This method has advantages and drawbacks. Pros are:

* The search string can contain blanks and wrap across lines
* Upper or lower case characters are treated equal
* Word hyphenation at line ends is detected and resolved
* Return may also be a list of :ref:`Quad` objects to precisely locate text that is **not parallel** to either axis -- using :ref:`Quad` output is also recommended, when page rotation is not zero.

But you also have other options::

 import sys
 import pymupdf

 def mark_word(page, text):
     """Underline each word that contains 'text'.
     """
     found = 0
     wlist = page.get_text("words", delimiters=None)  # make the word list
     for w in wlist:  # scan through all words on page
         if text in w[4]:  # w[4] is the word's string
             found += 1  # count
             r = pymupdf.Rect(w[:4])  # make rect from word bbox
             page.add_underline_annot(r)  # underline
     return found

 fname = sys.argv[1]  # filename
 text = sys.argv[2]  # search string
 doc = pymupdf.open(fname)

 print(f"underlining words containing '{word}' in document '{doc.name}'")
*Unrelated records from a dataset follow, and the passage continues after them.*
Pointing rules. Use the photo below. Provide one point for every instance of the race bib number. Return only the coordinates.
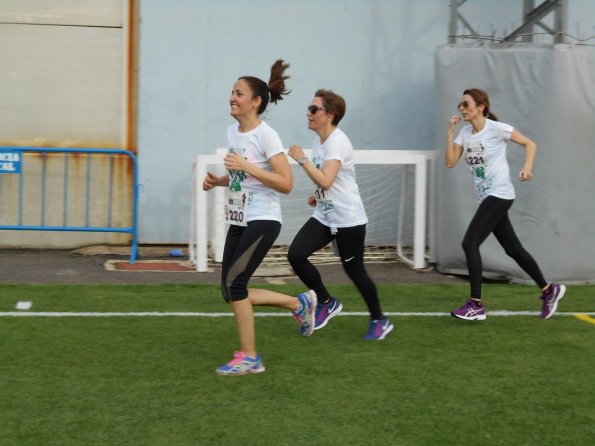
(475, 155)
(476, 159)
(324, 200)
(236, 209)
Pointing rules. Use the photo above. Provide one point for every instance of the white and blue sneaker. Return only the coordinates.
(305, 315)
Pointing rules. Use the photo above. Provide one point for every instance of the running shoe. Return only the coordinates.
(379, 329)
(241, 365)
(305, 315)
(551, 298)
(471, 311)
(325, 312)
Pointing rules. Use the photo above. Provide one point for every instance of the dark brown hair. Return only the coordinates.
(333, 104)
(481, 98)
(274, 91)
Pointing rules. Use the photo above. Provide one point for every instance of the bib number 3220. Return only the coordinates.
(236, 209)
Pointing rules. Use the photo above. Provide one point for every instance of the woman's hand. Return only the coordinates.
(296, 152)
(210, 181)
(525, 174)
(235, 161)
(452, 124)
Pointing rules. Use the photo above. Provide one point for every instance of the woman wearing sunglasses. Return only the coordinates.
(483, 144)
(339, 214)
(258, 171)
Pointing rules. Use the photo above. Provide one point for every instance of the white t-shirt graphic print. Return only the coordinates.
(345, 208)
(485, 155)
(257, 146)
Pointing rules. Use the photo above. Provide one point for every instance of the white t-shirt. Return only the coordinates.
(340, 206)
(485, 154)
(257, 146)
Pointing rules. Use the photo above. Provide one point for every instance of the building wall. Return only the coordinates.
(63, 84)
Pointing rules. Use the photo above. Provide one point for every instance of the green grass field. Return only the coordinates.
(147, 380)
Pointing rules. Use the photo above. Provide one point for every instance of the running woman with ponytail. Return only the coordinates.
(483, 144)
(258, 171)
(339, 214)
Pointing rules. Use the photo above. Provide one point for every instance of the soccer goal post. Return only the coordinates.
(393, 184)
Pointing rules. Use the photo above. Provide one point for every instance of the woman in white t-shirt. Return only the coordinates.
(258, 171)
(483, 145)
(339, 214)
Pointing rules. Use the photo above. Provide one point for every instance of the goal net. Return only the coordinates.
(394, 188)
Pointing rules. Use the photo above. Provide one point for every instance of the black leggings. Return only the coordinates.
(245, 248)
(314, 236)
(492, 216)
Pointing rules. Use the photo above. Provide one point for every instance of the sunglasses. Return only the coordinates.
(314, 108)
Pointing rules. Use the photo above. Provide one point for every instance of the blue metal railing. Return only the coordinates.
(132, 229)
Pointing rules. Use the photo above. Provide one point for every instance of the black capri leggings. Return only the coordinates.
(350, 241)
(492, 216)
(245, 248)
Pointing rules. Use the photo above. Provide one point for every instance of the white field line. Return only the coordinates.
(200, 314)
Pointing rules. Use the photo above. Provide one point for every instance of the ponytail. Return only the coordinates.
(277, 81)
(274, 91)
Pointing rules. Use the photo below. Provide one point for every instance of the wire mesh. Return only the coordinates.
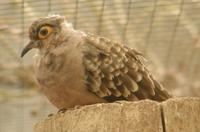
(165, 31)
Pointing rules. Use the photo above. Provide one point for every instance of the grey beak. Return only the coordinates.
(28, 47)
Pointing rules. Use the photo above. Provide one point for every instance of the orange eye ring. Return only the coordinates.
(44, 32)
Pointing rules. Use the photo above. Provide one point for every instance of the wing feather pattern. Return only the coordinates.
(115, 71)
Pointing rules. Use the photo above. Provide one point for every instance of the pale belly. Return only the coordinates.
(64, 86)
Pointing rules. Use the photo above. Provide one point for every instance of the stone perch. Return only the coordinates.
(174, 115)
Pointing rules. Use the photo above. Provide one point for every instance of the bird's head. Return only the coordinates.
(47, 33)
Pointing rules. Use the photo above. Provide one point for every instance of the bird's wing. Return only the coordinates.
(116, 72)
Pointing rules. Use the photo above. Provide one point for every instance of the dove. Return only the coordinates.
(75, 68)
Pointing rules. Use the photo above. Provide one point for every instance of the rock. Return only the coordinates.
(174, 115)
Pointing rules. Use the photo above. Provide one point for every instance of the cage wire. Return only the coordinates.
(165, 31)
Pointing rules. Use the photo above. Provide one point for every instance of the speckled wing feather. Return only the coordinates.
(116, 72)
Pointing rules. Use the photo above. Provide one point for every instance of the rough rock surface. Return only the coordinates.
(174, 115)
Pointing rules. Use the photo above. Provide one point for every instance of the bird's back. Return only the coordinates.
(116, 72)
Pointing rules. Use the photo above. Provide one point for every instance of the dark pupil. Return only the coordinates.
(44, 32)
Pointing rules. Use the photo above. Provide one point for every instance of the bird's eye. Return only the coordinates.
(44, 32)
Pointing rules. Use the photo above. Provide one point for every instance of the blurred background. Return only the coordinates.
(165, 31)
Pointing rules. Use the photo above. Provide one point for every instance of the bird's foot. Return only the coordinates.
(50, 115)
(63, 110)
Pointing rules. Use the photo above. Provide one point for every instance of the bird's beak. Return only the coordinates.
(28, 47)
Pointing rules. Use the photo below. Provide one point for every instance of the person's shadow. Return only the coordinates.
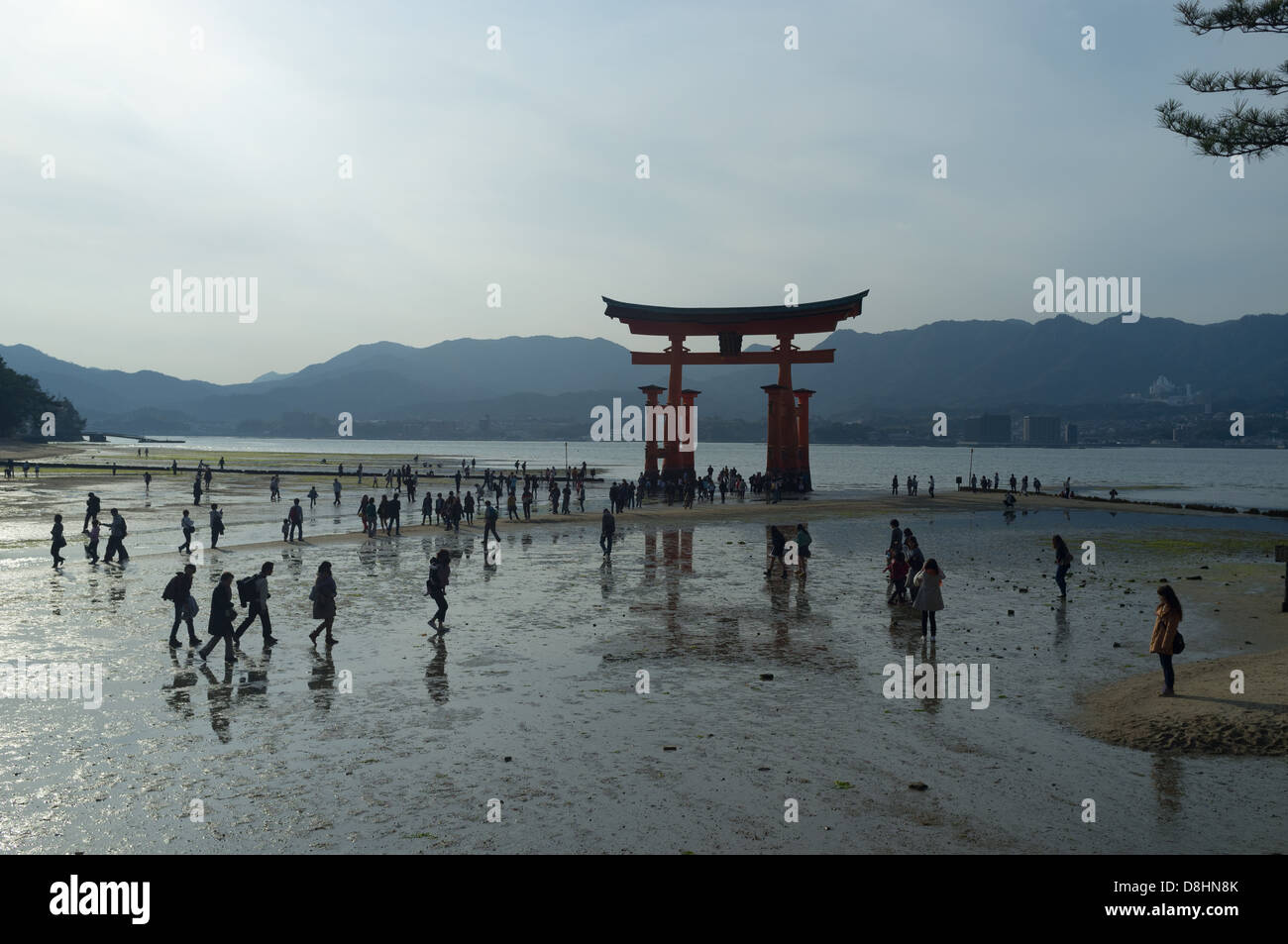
(436, 673)
(219, 697)
(322, 682)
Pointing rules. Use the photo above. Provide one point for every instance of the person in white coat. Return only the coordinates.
(928, 597)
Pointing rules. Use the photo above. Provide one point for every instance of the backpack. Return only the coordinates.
(246, 591)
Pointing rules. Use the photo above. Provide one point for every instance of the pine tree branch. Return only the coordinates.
(1244, 16)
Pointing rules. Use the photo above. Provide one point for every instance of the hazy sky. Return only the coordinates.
(518, 167)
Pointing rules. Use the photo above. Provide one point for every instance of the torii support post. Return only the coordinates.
(773, 429)
(803, 436)
(687, 458)
(651, 450)
(673, 465)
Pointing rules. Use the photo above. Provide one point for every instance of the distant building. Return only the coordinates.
(1042, 429)
(990, 428)
(1162, 387)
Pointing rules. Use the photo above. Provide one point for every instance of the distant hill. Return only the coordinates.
(954, 366)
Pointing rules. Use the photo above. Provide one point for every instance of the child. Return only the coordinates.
(898, 570)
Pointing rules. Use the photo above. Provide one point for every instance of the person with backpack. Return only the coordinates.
(296, 515)
(913, 556)
(56, 541)
(322, 595)
(178, 591)
(220, 622)
(116, 533)
(489, 518)
(1166, 640)
(928, 597)
(91, 548)
(1063, 562)
(777, 549)
(253, 592)
(217, 524)
(91, 507)
(188, 527)
(606, 531)
(394, 513)
(898, 569)
(439, 576)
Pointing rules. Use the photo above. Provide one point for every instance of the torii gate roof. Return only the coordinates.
(810, 317)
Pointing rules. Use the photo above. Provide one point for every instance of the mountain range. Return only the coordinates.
(957, 366)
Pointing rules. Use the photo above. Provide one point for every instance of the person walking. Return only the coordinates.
(258, 607)
(928, 599)
(489, 518)
(217, 524)
(116, 533)
(1063, 562)
(91, 506)
(777, 549)
(394, 510)
(606, 530)
(188, 527)
(1167, 620)
(56, 541)
(220, 622)
(91, 548)
(803, 541)
(439, 575)
(178, 591)
(323, 603)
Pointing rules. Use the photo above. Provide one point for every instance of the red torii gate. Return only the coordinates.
(787, 436)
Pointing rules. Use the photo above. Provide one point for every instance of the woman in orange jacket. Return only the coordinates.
(1167, 618)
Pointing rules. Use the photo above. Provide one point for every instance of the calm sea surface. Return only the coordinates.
(1244, 478)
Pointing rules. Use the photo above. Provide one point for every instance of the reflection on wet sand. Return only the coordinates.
(436, 673)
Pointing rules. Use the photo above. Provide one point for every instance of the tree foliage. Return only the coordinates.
(24, 402)
(1239, 128)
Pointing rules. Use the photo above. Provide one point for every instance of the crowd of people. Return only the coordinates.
(913, 578)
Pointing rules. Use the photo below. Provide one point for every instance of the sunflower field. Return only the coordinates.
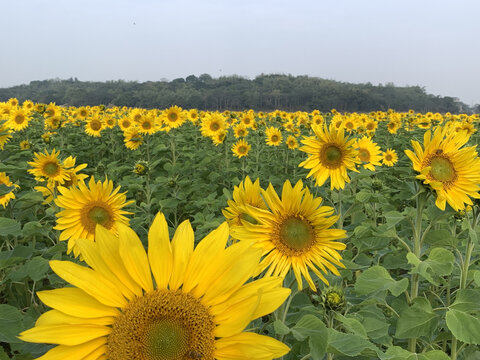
(185, 234)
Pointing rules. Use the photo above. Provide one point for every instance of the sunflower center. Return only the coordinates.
(163, 325)
(50, 168)
(95, 125)
(364, 155)
(296, 233)
(214, 126)
(332, 156)
(97, 212)
(442, 169)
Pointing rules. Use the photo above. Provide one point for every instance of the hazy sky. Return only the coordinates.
(434, 43)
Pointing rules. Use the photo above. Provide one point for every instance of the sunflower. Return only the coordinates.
(273, 136)
(368, 153)
(6, 196)
(5, 134)
(389, 157)
(85, 207)
(125, 123)
(452, 171)
(18, 119)
(173, 117)
(132, 138)
(25, 145)
(241, 148)
(291, 142)
(246, 193)
(196, 306)
(294, 234)
(331, 155)
(147, 125)
(48, 167)
(240, 130)
(94, 126)
(212, 124)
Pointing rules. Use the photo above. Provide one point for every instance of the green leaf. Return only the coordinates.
(9, 227)
(440, 237)
(397, 353)
(463, 326)
(280, 328)
(439, 263)
(467, 300)
(312, 327)
(349, 344)
(376, 279)
(417, 320)
(352, 325)
(10, 323)
(393, 218)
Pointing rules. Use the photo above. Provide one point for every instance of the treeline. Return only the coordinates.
(264, 93)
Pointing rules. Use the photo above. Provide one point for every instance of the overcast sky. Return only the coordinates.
(431, 43)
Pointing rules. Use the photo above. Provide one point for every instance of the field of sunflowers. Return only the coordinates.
(184, 234)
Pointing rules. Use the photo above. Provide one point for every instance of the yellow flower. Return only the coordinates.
(291, 142)
(452, 171)
(173, 117)
(85, 207)
(132, 138)
(7, 196)
(389, 157)
(295, 233)
(18, 120)
(273, 136)
(331, 155)
(196, 306)
(48, 167)
(368, 153)
(241, 148)
(246, 193)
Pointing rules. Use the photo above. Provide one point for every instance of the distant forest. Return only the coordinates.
(264, 93)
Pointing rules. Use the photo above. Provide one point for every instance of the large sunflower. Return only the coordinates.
(368, 153)
(331, 155)
(246, 193)
(195, 307)
(294, 234)
(173, 117)
(452, 171)
(85, 207)
(5, 196)
(48, 167)
(241, 148)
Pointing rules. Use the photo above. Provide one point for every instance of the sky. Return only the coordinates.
(433, 44)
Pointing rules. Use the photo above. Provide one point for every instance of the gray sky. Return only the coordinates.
(431, 43)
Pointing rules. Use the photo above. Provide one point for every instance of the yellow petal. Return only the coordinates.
(160, 251)
(182, 246)
(75, 302)
(205, 253)
(108, 247)
(77, 352)
(91, 282)
(134, 257)
(66, 334)
(249, 346)
(55, 317)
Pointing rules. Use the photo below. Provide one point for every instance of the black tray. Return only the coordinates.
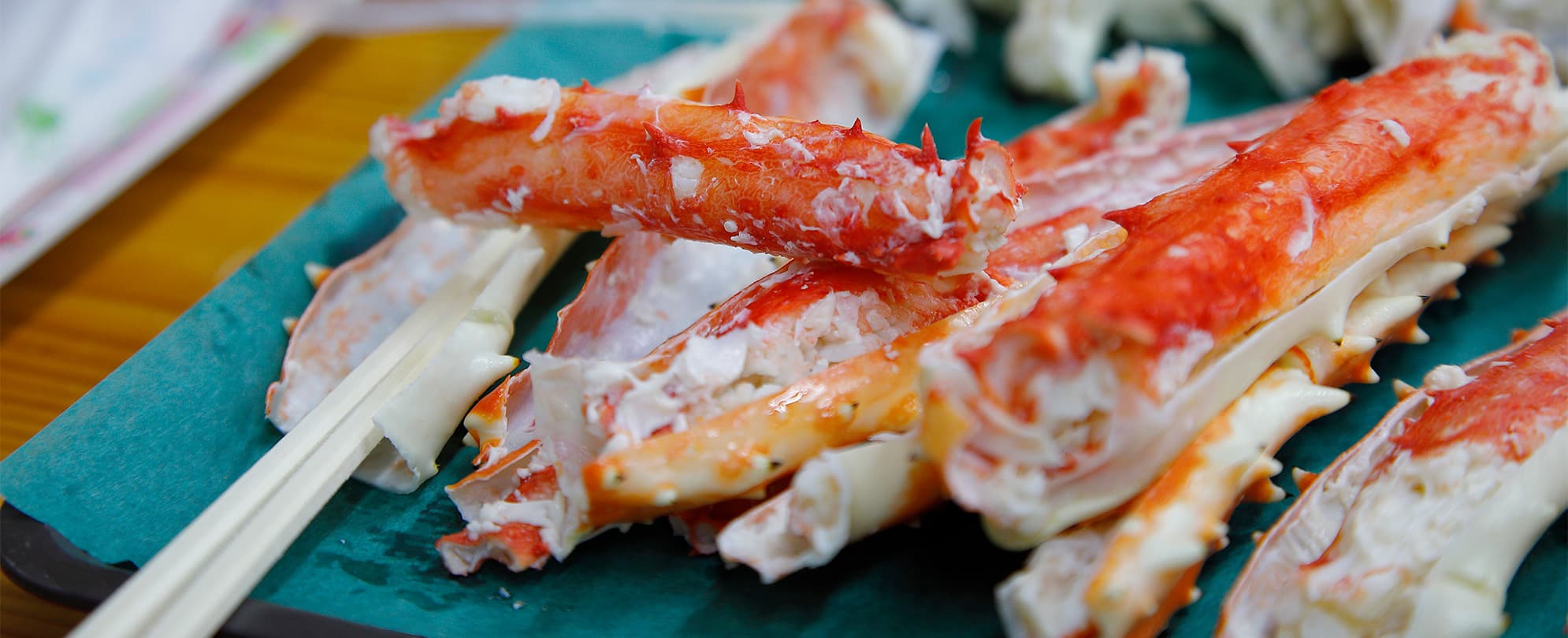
(44, 563)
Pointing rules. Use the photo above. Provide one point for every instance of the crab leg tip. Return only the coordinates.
(612, 478)
(1303, 478)
(665, 497)
(739, 102)
(1403, 389)
(315, 273)
(929, 156)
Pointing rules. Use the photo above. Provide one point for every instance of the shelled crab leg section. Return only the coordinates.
(530, 151)
(1134, 579)
(838, 497)
(646, 287)
(755, 444)
(1418, 529)
(1070, 411)
(359, 303)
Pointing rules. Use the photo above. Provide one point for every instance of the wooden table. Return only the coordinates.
(129, 272)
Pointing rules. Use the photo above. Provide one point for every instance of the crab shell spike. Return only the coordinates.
(739, 102)
(1305, 478)
(929, 156)
(665, 145)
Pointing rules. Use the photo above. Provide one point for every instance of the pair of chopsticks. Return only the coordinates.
(195, 582)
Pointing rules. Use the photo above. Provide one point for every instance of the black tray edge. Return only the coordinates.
(43, 562)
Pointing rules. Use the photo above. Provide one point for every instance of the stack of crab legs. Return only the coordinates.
(1095, 336)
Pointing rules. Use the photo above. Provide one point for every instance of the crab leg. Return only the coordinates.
(1073, 410)
(836, 497)
(1140, 98)
(1132, 582)
(1418, 529)
(836, 61)
(780, 547)
(646, 287)
(362, 300)
(530, 151)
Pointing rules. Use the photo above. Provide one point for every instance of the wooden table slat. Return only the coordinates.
(123, 276)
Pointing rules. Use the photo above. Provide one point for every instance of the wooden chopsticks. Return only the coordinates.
(195, 582)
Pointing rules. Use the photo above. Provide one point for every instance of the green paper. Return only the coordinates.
(139, 457)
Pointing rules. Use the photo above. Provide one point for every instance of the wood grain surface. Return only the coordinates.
(129, 272)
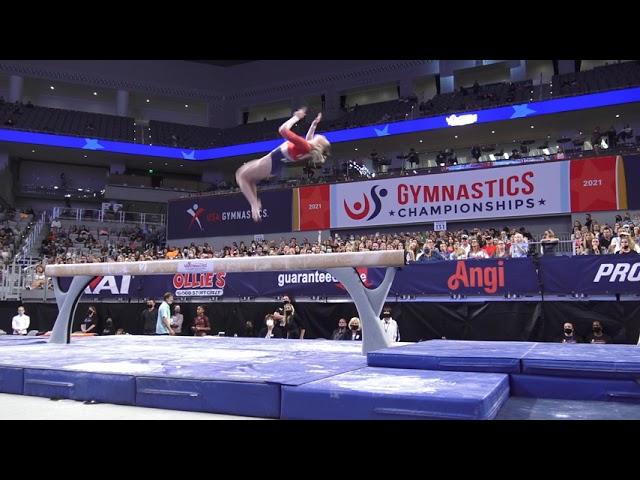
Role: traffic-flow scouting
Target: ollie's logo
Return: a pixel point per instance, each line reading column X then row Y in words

 new_doc = False  # indicator if anything found at all

 for page in doc:  # scan through the pages
     found = mark_word(page, text)  # mark the page's words
     if found:  # if anything found ...
         new_doc = True
         print(f"found '{text}' {found} times on page {page.number + 1}")

 if new_doc:
     doc.save("marked-" + doc.name)

This script uses `Page.get_text("words")` to look for a string, handed in via cli parameter. This method separates a page's text into "words" using white spaces as delimiters. Further remarks:

* If found, the **complete word containing the string** is marked (underlined) -- not only the search string.
* The search string may **not contain word delimiters**. By default, word delimiters are white spaces and the non-breaking space `chr(0xA0)`. If you use extra delimiting characters like `page.get_text("words", delimiters="./,")` then none of these characters should be included in your search string either.
* As shown here, upper / lower cases are **respected**. But this can be changed by using the string method *lower()* (or even regular expressions) in function *mark_word*.
* There is **no upper limit**: all occurrences will be detected.
* You can use **anything** to mark the word: 'Underline', 'Highlight', 'StrikeThrough' or 'Square' annotations, etc.
* Here is an example snippet of a page of this manual, where "MuPDF" has been used as the search string. Note that all strings **containing "MuPDF"** have been completely underlined (not just the search string).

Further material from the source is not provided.